5 Tips for St. Petersburg Campus Graduates (Heart to Heart)
- Capture your "skeleton"– who you are now
Take the time to be yourself in this moment. Your senior year is a turning point. You're no longer a "green freshman," but you're not yet an "office worker." You are the ideal version of yourself: hungry for knowledge, bold, and a little naive. Remember this feeling. It will come in very handy when crises arise in adulthood. This inner beacon is your greatest gift from the university.
- Don't cut ties immediately after receiving your diploma
HSE is, first and foremost, about people. Create a shared chat that won't die a month after graduation. Agree to meet at least once a year. Shared projects, startups, creative collaborations – all of this can continue after your bachelor's degree. HSE only ends when you stop communicating. And you can prevent that.
- Make a "memory map."
It sounds pompous, but keep it simple: take a photo of your favorite spot in the library, record a video of the hallway where you always waited for a friend, get coffee from that very same machine that saved your life in your third year. In five years, these "silly photos" will be worth more than any diploma. Reify this time, its ease and warmth, before it's gone.
- Organize a "farewell tour" of your favorite places.
Take the metro, stroll through the buildings, stop by your favorite coffee shop where you drank coffee before an exam. Take a photo with the HSE St. Petersburg sign in the background. Sit on the embankment. Do it consciously. Say goodbye to the university the way people say goodbye. With loved ones – with tears, laughter, and a promise to return.

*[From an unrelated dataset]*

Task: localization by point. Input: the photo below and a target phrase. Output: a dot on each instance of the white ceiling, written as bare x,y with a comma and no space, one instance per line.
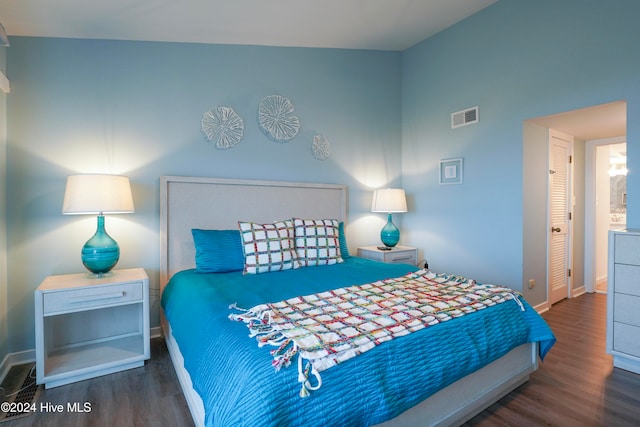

- Don't close the door to HSE—just take a break.
Most importantly, remember: when you leave, you don't have to leave forever. Modern education isn't a vertical, but a circle. And HSE offers a huge selection of diverse master's programs: from classic economics and law programs to cutting-edge programs in data science, urban studies, creative industries management, and psychology. Admitting to a master's program isn't a "second round"; it's reaching a new level. Returning to familiar walls, but as a different person. With a wealth of experience, and a clear understanding of why you're here. Often, the best master's students are those who took a year or two off to work, missed the academic environment, and returned with new questions. HSE won't go anywhere. The only question is when you'll be ready to meet again.
Graduation at HSE St. Petersburg is an art in itself. White nights, a gentle breeze from the bay, the scent of lilacs and champagne. You stand in your gowns, looking at each other, unable to believe that this is the end.
But here's what I want to tell you. An end is always a new beginning. HSE St. Petersburg has given you three priceless gifts: the habit of critical thinking, self-confidence, and lifelong friends. These cannot be taken away.
Yes, you will no longer open the door at the turnstile at Kantemirovskaya. Yes, you will no longer sleep through your first period. But everything you have absorbed over these four years will remain with you.
You are graduates of the Higher School of Economics. You know how to study, you know how to lose and get up, you know how to work in a team and be responsible for your words. This is enough for a start.
Cry at graduation. Hug. Say "I love you" to those with whom you shared the same classroom for four years. And then – wipe away your tears and step forward.